Bayern ist hinsichtlich der Zahl seiner hiesigen Venture Capital-Gesellschaften durchaus gut aufgestellt. Einige Adressen sind bereits seit Ende der 1990er-Jahre aktiv. Damit diese Investoren ihre Mittel – zumindest teilweise – auch in Start-ups aus dem Freistaat stecken und um Kapital von außerhalb anzuziehen, engagiert sich auch die öffentliche Hand beim Wagniskapitalsektor.
VC Magazin: Ende Juni haben Sie die Auflage des Wachstumsfonds Bayern 2 mit einem Volumen von 115 Mio. EUR bekannt gegeben. Wie hat sich das Feld der bayerischen Wachstumsunternehmen in den letzten Jahren entwickelt?
Huber: Wir sehen eine zunehmende Zahl an Hightech-Firmen, die Expansionskapital für die Realisierung ihrer Wachstumschancen benötigen. Wir freuen uns über jedes einzelne Unternehmen, das seine Expansionspläne mit Erfolg vorantreibt, wie beispielsweise ProGlove oder Immunic Therapeutics. Aber: Nach wie vor besteht hier ein Mangel an privatem Kapital, den wir mit dem Wachstumsfonds Bayern als Kooperationspartner privater Venture Capital-Investoren nur teilweise ausgleichen können. Ohne die Investments ausländischer Fonds wäre das Problem noch deutlich größer.
VC Magazin: Sie sind darüber hinaus auch in früheren Unternehmensphasen als Kapitalgeber aktiv. Wie nehmen Sie insgesamt die hiesige Gründer- und Start-up-Szene wahr?
Huber: Wir sind immer wieder erfreut, wie dynamisch die bayerische Gründerlandschaft auftritt. Außerdem ist in den vergangenen Jahren eine zunehmende Professionalisierung sichtbar geworden – nicht nur im Ballungszentrum München, sondern auch in den regionalen Technologiehochburgen wie etwa Augsburg, Rosenheim oder Regensburg. Auch deshalb haben wir trotz Corona aktuell eine hohe Nachfrage nach Beteiligungen.

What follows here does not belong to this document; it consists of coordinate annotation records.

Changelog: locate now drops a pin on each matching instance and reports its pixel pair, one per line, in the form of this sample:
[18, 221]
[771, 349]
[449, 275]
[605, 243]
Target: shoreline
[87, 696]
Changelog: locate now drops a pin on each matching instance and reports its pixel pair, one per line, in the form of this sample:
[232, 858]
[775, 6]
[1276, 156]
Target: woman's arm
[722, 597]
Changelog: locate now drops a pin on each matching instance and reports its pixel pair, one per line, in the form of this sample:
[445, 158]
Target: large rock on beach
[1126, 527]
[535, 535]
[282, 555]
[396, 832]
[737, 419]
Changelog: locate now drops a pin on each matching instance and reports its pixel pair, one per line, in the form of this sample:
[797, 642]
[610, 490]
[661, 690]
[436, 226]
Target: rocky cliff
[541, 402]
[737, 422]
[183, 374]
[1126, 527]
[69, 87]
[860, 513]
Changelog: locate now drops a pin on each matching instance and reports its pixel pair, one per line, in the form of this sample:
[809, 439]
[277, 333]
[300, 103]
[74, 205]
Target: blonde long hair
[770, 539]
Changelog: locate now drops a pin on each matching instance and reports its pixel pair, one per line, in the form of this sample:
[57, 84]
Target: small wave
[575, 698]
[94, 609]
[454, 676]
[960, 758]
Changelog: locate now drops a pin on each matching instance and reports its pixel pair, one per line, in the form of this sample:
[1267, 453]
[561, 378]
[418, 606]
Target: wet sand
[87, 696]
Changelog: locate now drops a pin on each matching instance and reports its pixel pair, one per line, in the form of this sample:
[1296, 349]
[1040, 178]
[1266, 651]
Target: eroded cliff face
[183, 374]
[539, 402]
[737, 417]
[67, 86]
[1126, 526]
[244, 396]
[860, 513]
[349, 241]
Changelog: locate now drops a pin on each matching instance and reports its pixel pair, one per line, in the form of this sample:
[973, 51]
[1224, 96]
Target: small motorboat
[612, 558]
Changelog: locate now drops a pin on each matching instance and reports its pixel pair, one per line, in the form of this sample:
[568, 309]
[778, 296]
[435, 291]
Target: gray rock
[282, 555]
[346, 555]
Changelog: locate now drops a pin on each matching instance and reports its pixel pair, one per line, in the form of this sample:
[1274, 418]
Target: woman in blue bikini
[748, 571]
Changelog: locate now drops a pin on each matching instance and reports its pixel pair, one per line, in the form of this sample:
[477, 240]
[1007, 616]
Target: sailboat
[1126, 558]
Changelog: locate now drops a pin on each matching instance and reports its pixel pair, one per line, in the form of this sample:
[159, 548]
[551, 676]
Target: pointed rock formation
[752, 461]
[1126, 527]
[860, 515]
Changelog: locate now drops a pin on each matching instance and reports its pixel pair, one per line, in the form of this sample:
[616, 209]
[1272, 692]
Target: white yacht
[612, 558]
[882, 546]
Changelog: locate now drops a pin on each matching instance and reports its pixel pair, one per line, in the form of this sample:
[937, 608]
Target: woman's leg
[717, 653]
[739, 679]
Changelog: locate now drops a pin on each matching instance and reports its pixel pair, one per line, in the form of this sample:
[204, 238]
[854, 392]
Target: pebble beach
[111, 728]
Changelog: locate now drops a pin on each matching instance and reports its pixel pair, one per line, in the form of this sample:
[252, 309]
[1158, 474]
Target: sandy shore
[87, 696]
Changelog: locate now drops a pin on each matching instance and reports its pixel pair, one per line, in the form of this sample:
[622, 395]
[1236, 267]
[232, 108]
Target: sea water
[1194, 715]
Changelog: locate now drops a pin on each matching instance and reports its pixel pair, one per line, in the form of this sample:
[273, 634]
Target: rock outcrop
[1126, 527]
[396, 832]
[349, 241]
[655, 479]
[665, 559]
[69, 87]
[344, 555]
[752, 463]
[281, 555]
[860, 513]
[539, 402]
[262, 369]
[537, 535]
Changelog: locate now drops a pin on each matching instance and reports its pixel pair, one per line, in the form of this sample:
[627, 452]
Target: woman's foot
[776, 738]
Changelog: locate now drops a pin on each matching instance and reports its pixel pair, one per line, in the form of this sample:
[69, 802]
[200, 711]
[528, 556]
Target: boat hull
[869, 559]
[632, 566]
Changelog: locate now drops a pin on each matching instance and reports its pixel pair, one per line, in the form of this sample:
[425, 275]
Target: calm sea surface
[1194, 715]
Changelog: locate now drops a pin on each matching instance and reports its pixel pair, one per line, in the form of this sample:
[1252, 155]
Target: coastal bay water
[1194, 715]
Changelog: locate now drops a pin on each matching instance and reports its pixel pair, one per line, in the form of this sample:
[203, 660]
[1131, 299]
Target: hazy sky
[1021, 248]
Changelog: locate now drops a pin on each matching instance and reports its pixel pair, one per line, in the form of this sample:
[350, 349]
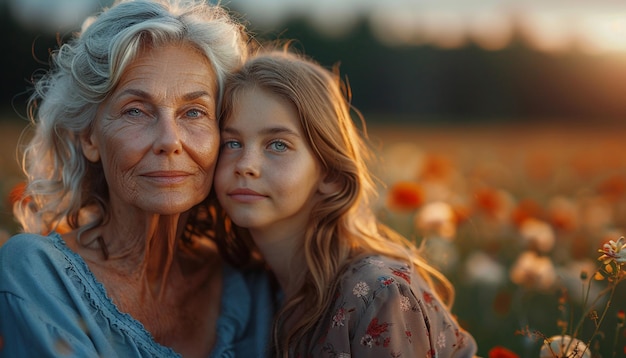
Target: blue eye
[278, 146]
[231, 144]
[134, 112]
[194, 113]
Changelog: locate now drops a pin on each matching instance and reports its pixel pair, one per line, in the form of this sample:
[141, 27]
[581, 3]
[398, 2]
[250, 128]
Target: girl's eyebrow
[265, 131]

VC Magazin: Mit FlixMobility und Celonis hat Bayern auch zwei sogenannte Unicorns. Inwieweit können Ihrer Meinung nach solche Leuchtturmunternehmen helfen, den Standort attraktiver zu machen?

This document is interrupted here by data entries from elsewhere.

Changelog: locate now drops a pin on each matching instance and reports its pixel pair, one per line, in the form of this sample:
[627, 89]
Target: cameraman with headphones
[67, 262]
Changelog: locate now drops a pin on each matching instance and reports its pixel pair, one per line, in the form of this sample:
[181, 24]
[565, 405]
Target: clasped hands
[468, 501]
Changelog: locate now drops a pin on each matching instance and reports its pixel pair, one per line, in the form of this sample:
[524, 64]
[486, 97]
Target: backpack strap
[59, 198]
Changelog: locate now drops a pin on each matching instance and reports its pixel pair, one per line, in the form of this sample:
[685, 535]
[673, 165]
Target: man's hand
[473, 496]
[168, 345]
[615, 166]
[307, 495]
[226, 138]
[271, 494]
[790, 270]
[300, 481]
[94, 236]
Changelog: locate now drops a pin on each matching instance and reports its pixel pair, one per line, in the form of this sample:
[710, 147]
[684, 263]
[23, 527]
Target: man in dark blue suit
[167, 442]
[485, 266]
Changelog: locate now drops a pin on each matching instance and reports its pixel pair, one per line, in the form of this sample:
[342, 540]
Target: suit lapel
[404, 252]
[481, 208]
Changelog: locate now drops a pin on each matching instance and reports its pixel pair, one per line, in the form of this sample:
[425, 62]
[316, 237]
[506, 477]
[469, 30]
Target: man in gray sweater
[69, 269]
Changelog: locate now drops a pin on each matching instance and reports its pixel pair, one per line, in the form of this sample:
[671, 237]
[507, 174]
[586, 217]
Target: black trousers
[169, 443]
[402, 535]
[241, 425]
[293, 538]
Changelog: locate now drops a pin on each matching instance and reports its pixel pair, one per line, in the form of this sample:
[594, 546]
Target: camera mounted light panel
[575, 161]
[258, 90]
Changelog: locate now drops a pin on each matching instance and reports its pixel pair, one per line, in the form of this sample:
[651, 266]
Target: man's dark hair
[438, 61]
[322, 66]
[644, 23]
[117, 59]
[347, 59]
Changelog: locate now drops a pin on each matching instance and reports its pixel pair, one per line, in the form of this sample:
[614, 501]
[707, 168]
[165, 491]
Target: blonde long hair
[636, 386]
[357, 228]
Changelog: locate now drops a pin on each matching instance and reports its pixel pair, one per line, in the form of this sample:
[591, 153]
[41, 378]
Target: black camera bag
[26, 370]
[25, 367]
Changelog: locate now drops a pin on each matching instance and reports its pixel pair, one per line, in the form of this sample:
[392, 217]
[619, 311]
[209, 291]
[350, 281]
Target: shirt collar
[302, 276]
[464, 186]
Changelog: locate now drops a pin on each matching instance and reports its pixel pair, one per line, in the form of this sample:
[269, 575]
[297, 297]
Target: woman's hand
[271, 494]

Huber: Erfolgreiche Beispiele lenken die Aufmerksamkeit der internationalen Investoren und technischen Kooperationspartner auf deren Herkunftsregion. Die hier nachdrängenden Start-ups sollten deshalb intensive Netzwerk- und Öffentlichkeitsarbeit betreiben, um diese Kontaktchancen zu nutzen.
VC Magazin: Ihr Portfolio reicht von Solarstromspeichern über autonomes Fahren bis hin zur Biotechnologie. Gibt es Branchen in Bayern, die eine besonders große Anzahl vielversprechender Unternehmen hervorbringen?
Huber: Bayern ist sowohl technisch als auch als B2B-Standort breit aufgestellt. Naturgemäß gibt es bei Branchen mit weniger Kapitalmindesteinsatz – zum Beispiel IT – mehr chancenreiche Ansätze. Aber wir haben auch im Bereich der Kapitalschwergewichte, wie etwa dem Biotech-Sektor, im Regionalvergleich viele potenzialträchtige Vorhaben.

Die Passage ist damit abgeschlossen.